See also: integration-testing, mocking-stubbing, continuous-testing skills for using test data effectively.

Overview

This skill generates realistic, consistent test data using factories, builders, fixtures, and fake-data libraries. It helps produce maintainable fixtures, seeded databases, and mock objects for unit, integration, and end-to-end tests. The focus is on repeatability, realistic relationships, and simple overrides for targeted scenarios.

How this skill works

The skill provides patterns and helpers: factory functions to build single or many objects, builder objects for complex aggregates, and fixtures to seed and teardown databases.

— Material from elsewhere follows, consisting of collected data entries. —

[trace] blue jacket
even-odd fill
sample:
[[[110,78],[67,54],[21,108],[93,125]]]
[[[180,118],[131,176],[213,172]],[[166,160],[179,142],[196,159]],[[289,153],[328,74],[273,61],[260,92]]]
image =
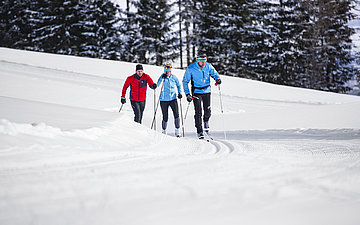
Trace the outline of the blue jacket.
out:
[[[216,81],[219,79],[219,74],[215,68],[208,62],[201,68],[197,62],[192,63],[185,71],[184,78],[182,80],[185,94],[205,94],[211,92],[210,76]],[[189,82],[194,91],[189,90]]]
[[[158,79],[157,86],[161,88],[163,82],[162,74]],[[172,101],[176,99],[177,94],[181,93],[181,85],[178,78],[171,74],[165,78],[164,87],[161,90],[160,101]]]

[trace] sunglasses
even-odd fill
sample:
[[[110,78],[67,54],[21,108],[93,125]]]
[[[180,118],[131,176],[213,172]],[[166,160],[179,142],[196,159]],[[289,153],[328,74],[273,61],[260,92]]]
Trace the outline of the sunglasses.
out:
[[[165,66],[165,69],[171,69],[171,66]]]

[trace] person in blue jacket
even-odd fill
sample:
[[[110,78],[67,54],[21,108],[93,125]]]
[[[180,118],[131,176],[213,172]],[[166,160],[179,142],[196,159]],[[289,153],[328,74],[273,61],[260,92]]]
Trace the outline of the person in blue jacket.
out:
[[[204,138],[205,132],[209,132],[209,119],[211,116],[210,106],[210,77],[212,77],[217,84],[221,84],[216,69],[207,62],[206,54],[199,53],[196,56],[196,62],[192,63],[185,71],[183,77],[183,87],[186,94],[186,99],[191,102],[194,99],[195,108],[195,127],[198,138]],[[189,82],[191,82],[191,93],[189,90]],[[204,117],[202,118],[202,107],[204,108]],[[204,121],[204,129],[202,127]]]
[[[171,73],[171,63],[165,63],[164,73],[159,77],[157,84],[159,86],[162,85],[160,93],[160,106],[163,114],[162,133],[166,134],[166,127],[169,119],[168,109],[170,106],[174,114],[175,136],[180,137],[179,106],[176,96],[179,99],[182,98],[181,85],[178,78]]]

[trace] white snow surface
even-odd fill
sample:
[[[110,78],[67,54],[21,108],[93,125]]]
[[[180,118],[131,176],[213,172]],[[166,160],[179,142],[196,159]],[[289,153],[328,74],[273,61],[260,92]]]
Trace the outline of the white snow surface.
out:
[[[0,224],[360,224],[360,97],[221,76],[206,142],[119,113],[134,71],[0,48]]]

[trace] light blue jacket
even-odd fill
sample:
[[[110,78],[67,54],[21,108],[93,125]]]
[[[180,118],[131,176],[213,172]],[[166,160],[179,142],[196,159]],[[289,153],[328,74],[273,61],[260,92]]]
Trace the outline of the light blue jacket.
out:
[[[161,88],[163,82],[162,74],[157,81],[158,88]],[[181,93],[181,85],[179,79],[171,74],[169,77],[166,77],[164,80],[164,87],[161,90],[160,101],[172,101],[176,99],[177,94]]]
[[[215,81],[220,78],[219,73],[211,63],[206,62],[203,68],[201,68],[197,62],[192,63],[186,69],[182,80],[185,94],[193,94],[192,91],[190,93],[188,86],[190,81],[192,88],[195,88],[194,93],[210,93],[210,76],[214,78]]]

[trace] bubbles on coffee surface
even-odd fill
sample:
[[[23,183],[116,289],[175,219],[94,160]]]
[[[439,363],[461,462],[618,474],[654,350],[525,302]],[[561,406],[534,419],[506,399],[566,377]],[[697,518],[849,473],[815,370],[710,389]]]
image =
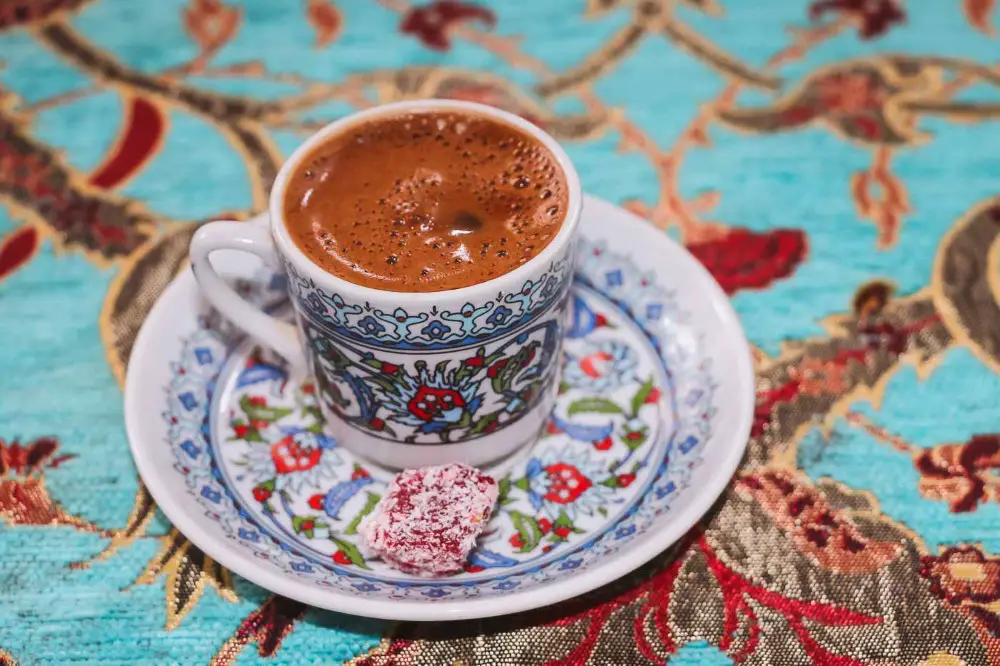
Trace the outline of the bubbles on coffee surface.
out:
[[[544,146],[504,123],[426,112],[371,121],[318,147],[293,176],[286,223],[352,282],[439,291],[530,260],[567,206]]]

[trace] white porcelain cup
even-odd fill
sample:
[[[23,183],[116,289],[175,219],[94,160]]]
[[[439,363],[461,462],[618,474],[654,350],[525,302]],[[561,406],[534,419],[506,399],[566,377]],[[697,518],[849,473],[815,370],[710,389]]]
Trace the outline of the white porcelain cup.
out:
[[[432,110],[513,125],[555,155],[569,188],[556,236],[511,272],[447,291],[373,289],[313,263],[282,218],[295,165],[330,137],[375,118]],[[191,263],[213,306],[312,373],[327,428],[339,445],[392,468],[486,465],[537,437],[555,401],[582,201],[566,153],[528,121],[470,102],[401,102],[317,132],[278,173],[269,224],[206,224],[191,242]],[[294,324],[243,300],[220,278],[209,255],[222,249],[245,250],[281,265]]]

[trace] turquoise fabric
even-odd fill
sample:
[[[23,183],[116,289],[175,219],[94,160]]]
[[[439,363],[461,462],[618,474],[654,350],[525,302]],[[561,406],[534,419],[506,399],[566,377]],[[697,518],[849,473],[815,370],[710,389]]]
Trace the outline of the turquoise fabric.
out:
[[[475,92],[485,101],[527,115],[541,114],[545,122],[588,116],[597,109],[594,131],[583,137],[571,132],[558,135],[585,189],[622,204],[638,202],[656,209],[659,201],[658,210],[663,213],[659,224],[665,233],[687,244],[720,282],[730,285],[727,290],[762,368],[784,358],[782,354],[795,344],[831,335],[829,318],[850,313],[859,287],[873,280],[891,282],[893,298],[905,300],[925,293],[922,290],[929,289],[935,275],[942,240],[958,220],[998,192],[1000,152],[994,121],[1000,102],[998,84],[985,71],[969,68],[970,64],[992,67],[998,53],[997,41],[987,29],[991,19],[982,9],[989,3],[969,0],[963,11],[957,0],[911,1],[905,7],[905,21],[891,22],[870,38],[858,33],[871,19],[857,9],[860,3],[849,0],[725,0],[721,16],[699,10],[710,7],[708,2],[653,3],[669,8],[675,16],[672,20],[697,31],[753,70],[763,70],[768,59],[790,43],[794,35],[790,36],[788,28],[817,25],[810,20],[810,5],[814,9],[830,5],[829,11],[821,12],[819,23],[843,24],[832,38],[813,40],[802,54],[773,70],[783,80],[779,91],[743,86],[735,97],[740,108],[773,107],[778,100],[794,98],[796,91],[805,90],[814,95],[809,99],[821,111],[814,122],[804,128],[753,131],[738,127],[738,122],[710,117],[704,141],[694,144],[684,138],[685,133],[699,109],[717,100],[728,79],[710,59],[692,57],[688,49],[657,34],[643,38],[634,51],[587,83],[582,92],[570,91],[544,101],[533,92],[533,86],[548,76],[542,69],[549,75],[570,71],[588,55],[599,53],[632,20],[629,2],[595,0],[589,3],[594,10],[591,16],[586,14],[584,0],[420,3],[445,13],[452,5],[487,8],[487,15],[495,16],[493,26],[475,13],[460,18],[447,33],[447,48],[433,43],[427,34],[401,30],[406,17],[420,8],[408,7],[401,0],[65,0],[48,3],[52,10],[41,4],[0,2],[0,60],[4,65],[0,68],[4,94],[0,142],[5,142],[0,145],[0,241],[8,243],[4,246],[7,255],[0,252],[0,440],[7,452],[0,467],[6,468],[0,476],[0,650],[4,651],[0,655],[6,654],[17,664],[342,663],[386,648],[377,646],[391,633],[387,623],[310,610],[294,622],[280,645],[273,646],[273,654],[255,638],[239,648],[226,647],[270,594],[240,579],[234,581],[231,594],[220,594],[210,577],[195,576],[191,580],[204,588],[197,601],[171,611],[170,575],[142,576],[164,544],[175,539],[159,515],[137,538],[92,561],[113,538],[123,538],[120,530],[128,523],[137,494],[141,497],[125,437],[120,377],[116,378],[125,354],[115,341],[129,338],[128,326],[122,322],[141,315],[148,303],[133,303],[125,314],[116,315],[118,319],[109,318],[109,293],[124,280],[141,285],[152,296],[162,289],[163,280],[151,277],[154,271],[149,265],[137,267],[146,246],[126,243],[124,250],[116,250],[115,241],[94,235],[94,220],[87,217],[85,207],[62,212],[45,209],[40,203],[43,195],[25,194],[25,188],[30,190],[24,183],[26,174],[34,173],[32,169],[41,172],[40,164],[63,165],[72,180],[67,186],[70,190],[127,203],[133,212],[143,211],[151,220],[147,232],[152,243],[216,216],[249,216],[261,208],[260,192],[268,183],[260,179],[254,160],[234,148],[224,123],[156,95],[149,96],[149,103],[164,123],[162,143],[131,154],[125,160],[125,175],[117,180],[104,186],[91,182],[115,154],[134,100],[145,99],[149,93],[140,86],[102,78],[95,69],[60,52],[52,44],[53,30],[76,35],[109,61],[157,81],[169,84],[174,76],[185,85],[217,95],[281,104],[316,83],[337,84],[376,71],[446,67],[461,70],[469,94]],[[606,13],[596,11],[603,4],[612,8]],[[237,17],[238,27],[212,45],[211,36],[219,34],[213,21],[230,15],[227,12],[236,12],[232,16]],[[185,27],[188,15],[194,18]],[[201,37],[200,44],[192,25],[202,26],[208,35]],[[490,39],[501,42],[498,45]],[[317,40],[322,42],[318,47]],[[206,53],[206,72],[183,71]],[[917,127],[928,134],[923,142],[892,143],[882,134],[870,141],[845,140],[832,129],[831,105],[842,105],[838,107],[841,115],[834,120],[853,117],[864,109],[851,107],[852,111],[848,107],[853,102],[839,97],[815,97],[819,93],[808,87],[809,81],[826,71],[824,67],[835,68],[857,58],[877,60],[890,53],[957,59],[935,75],[968,75],[967,84],[954,99],[973,103],[976,110],[962,117],[917,113]],[[956,65],[959,61],[965,65]],[[239,67],[251,73],[240,73]],[[252,73],[258,70],[260,75]],[[483,92],[476,88],[489,88],[483,73],[493,73],[503,84]],[[260,121],[259,127],[274,151],[287,155],[306,136],[304,127],[341,117],[362,102],[385,101],[379,98],[385,90],[363,88],[360,99],[324,93],[303,111],[287,117],[276,114]],[[950,99],[940,91],[933,98]],[[872,108],[868,111],[881,122],[882,116]],[[623,125],[615,120],[622,117],[641,130],[645,144],[623,143]],[[146,136],[143,131],[152,130],[139,129],[140,144]],[[29,137],[34,147],[15,145],[12,137],[17,133]],[[683,150],[678,149],[678,142],[685,144]],[[852,177],[869,172],[880,151],[889,157],[888,179],[882,187],[897,184],[903,188],[907,204],[872,213],[881,226],[862,214],[857,190],[852,190]],[[15,154],[32,154],[41,161],[18,171],[22,167],[13,167],[9,161]],[[657,163],[668,157],[677,160],[676,178],[668,178],[663,164]],[[676,196],[697,218],[693,226],[686,228],[678,211],[660,199],[665,187],[676,188]],[[885,189],[872,185],[870,193],[878,200]],[[898,225],[898,238],[880,242],[880,234],[885,240],[890,218]],[[97,238],[91,247],[73,240],[61,226],[67,220],[88,230],[87,237]],[[30,229],[35,230],[31,233],[37,252],[14,256],[17,253],[10,250],[14,241],[31,241]],[[737,229],[745,230],[746,238],[766,237],[774,245],[758,251],[750,241],[732,241],[732,231]],[[777,229],[789,230],[793,239],[789,242],[799,239],[808,249],[798,254],[785,252],[767,235]],[[732,242],[727,245],[727,240]],[[183,252],[173,252],[163,261],[182,262]],[[996,263],[979,270],[985,272],[985,282],[997,284],[1000,268]],[[758,273],[757,278],[747,277]],[[898,372],[887,374],[872,391],[855,390],[850,377],[843,379],[840,390],[851,396],[846,404],[819,413],[815,427],[789,435],[786,444],[796,446],[768,449],[751,464],[797,467],[813,481],[833,480],[853,491],[870,493],[877,499],[874,506],[880,519],[910,531],[912,540],[907,543],[913,544],[913,552],[933,558],[947,548],[966,545],[978,549],[988,563],[984,570],[992,576],[1000,566],[992,555],[1000,553],[996,495],[988,494],[974,510],[956,512],[949,501],[921,492],[921,471],[914,464],[917,454],[893,449],[885,437],[880,439],[858,425],[884,428],[886,436],[898,436],[927,450],[1000,431],[1000,365],[991,356],[996,349],[978,337],[1000,322],[986,318],[992,312],[990,303],[980,305],[984,313],[980,329],[970,329],[962,337],[958,335],[961,326],[956,329],[954,321],[945,322],[955,338],[946,350],[918,364],[919,368],[901,363]],[[836,392],[840,380],[823,372],[819,371],[817,381],[826,383],[817,390]],[[762,384],[761,390],[766,388]],[[780,411],[774,413],[785,418]],[[850,421],[849,413],[860,415],[860,420]],[[54,438],[58,450],[38,469],[17,467],[10,453],[13,444],[26,445],[38,438]],[[782,457],[779,449],[791,451],[792,460]],[[60,459],[65,455],[71,457]],[[984,462],[977,469],[986,470],[987,483],[995,484],[993,475],[1000,462]],[[30,486],[35,492],[40,472],[43,495],[25,500],[15,493],[15,487],[20,488],[17,492],[27,492],[29,481],[35,484]],[[41,520],[39,516],[43,522],[58,524],[33,524]],[[794,531],[787,525],[781,529]],[[803,556],[809,557],[813,556]],[[937,598],[934,595],[941,585],[958,585],[951,579],[938,581],[936,591],[931,585],[933,575],[922,575],[918,568],[908,569],[913,588],[927,598]],[[987,582],[992,580],[988,576]],[[890,596],[891,590],[902,589],[893,587],[901,583],[888,585]],[[1000,599],[1000,587],[991,590],[981,592],[978,599],[959,594],[954,608],[942,601],[940,607],[927,611],[930,615],[920,617],[928,623],[941,622],[941,626],[948,622],[987,626],[984,616],[968,608],[986,609],[983,613],[988,617],[995,608],[990,603]],[[679,613],[672,621],[683,624],[683,618],[677,619]],[[947,613],[955,613],[955,619],[940,619]],[[717,624],[721,626],[721,620]],[[605,631],[611,632],[602,634],[607,641],[625,630],[609,624]],[[720,642],[722,629],[712,631],[711,635],[678,633],[683,634],[679,642],[686,645],[677,646],[676,652],[662,647],[657,659],[711,666],[734,659],[777,663],[767,661],[767,655],[774,653],[766,651],[738,654],[732,644]],[[494,630],[484,625],[483,633],[494,635]],[[946,634],[942,630],[941,635]],[[968,635],[973,635],[971,629]],[[621,637],[634,644],[630,636]],[[518,634],[510,640],[523,644],[534,639]],[[568,654],[573,639],[556,642],[563,640],[569,641],[562,651]],[[885,654],[879,653],[878,646],[888,643],[880,640],[857,639],[852,645],[861,647],[853,654],[860,661],[843,663],[888,663],[878,659],[910,654],[905,638],[886,647]],[[913,661],[900,663],[918,663],[918,657],[923,659],[932,651],[940,653],[941,659],[971,654],[967,663],[987,663],[975,661],[987,657],[997,663],[997,652],[987,654],[989,639],[982,640],[982,644],[972,638],[956,643],[942,638],[934,650],[920,648],[923,652],[910,654]],[[413,648],[411,656],[395,663],[435,663],[436,657],[428,656],[432,655],[430,643],[418,644],[424,652]],[[805,648],[794,641],[790,644],[797,647],[788,652],[790,661],[782,663],[806,663],[795,661],[803,654],[811,663],[834,663],[807,649],[796,652]],[[393,645],[402,650],[404,643]],[[454,663],[506,663],[500,657],[491,658],[489,650],[477,652],[472,642],[456,639],[453,646],[433,654],[448,654],[457,660]],[[840,648],[830,650],[843,654]],[[572,663],[584,663],[582,659]],[[622,659],[620,663],[638,663]],[[359,663],[390,662],[372,657],[371,662]],[[591,663],[611,662],[595,657]]]

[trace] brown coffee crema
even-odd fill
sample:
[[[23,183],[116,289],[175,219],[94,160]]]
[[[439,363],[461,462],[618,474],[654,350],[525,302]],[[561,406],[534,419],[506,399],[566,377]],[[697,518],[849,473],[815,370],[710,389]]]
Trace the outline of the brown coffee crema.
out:
[[[457,289],[508,273],[566,217],[566,175],[536,139],[451,111],[375,118],[294,169],[284,216],[324,270],[375,289]]]

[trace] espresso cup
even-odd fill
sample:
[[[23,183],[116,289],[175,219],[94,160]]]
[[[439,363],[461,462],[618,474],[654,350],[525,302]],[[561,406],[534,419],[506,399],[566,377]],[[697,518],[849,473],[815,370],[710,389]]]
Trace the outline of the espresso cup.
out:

It uses faker-style generators for realistic fields, supports traits/params for variants (admin, inactive, premium), and offers post-generation hooks to link related objects. Seed and fixture modules integrate with common test runners and ORMs to create isolated test state.

When to use it

  • Seeding development or test databases with realistic data
  • Creating fixtures for integration and end-to-end tests
  • Building complex objects with consistent relationships for unit tests
  • Generating edge cases and boundary values for validation tests
  • Producing mock inputs for UI and API tests

Best practices

  • Encapsulate data setup in factories or builders to keep tests readable
  • Use deterministic seeds or explicit overrides for tests that assert exact values
  • Keep fixtures small and focused; prefer per-test setup to shared mutable state
  • Provide traits or named variants for common scenarios (admin, inactive, premium)
  • Clean up database state between tests and use in-memory DBs for speed

Example use cases

  • Create 10 sample users and 20 products, then seed orders linking them for integration tests
  • Use a UserFactory.buildAdmin() to test admin-only flows without manual setup
  • Build an Order with OrderBuilder.addItem() to validate pricing and totals in unit tests
  • Generate time-series test data for charting components or analytics pipelines
  • Produce realistic credit card and address objects for checkout flow tests

FAQ

How do I ensure generated data is repeatable?

Use a fixed faker seed or provide explicit overrides for fields the test asserts. Factories should accept overrides to control values.

When should I prefer builders over factories?

Use builders for complex aggregates where stepwise configuration and derived fields (like totals) matter; use factories for simple, fast object creation and bulk builds.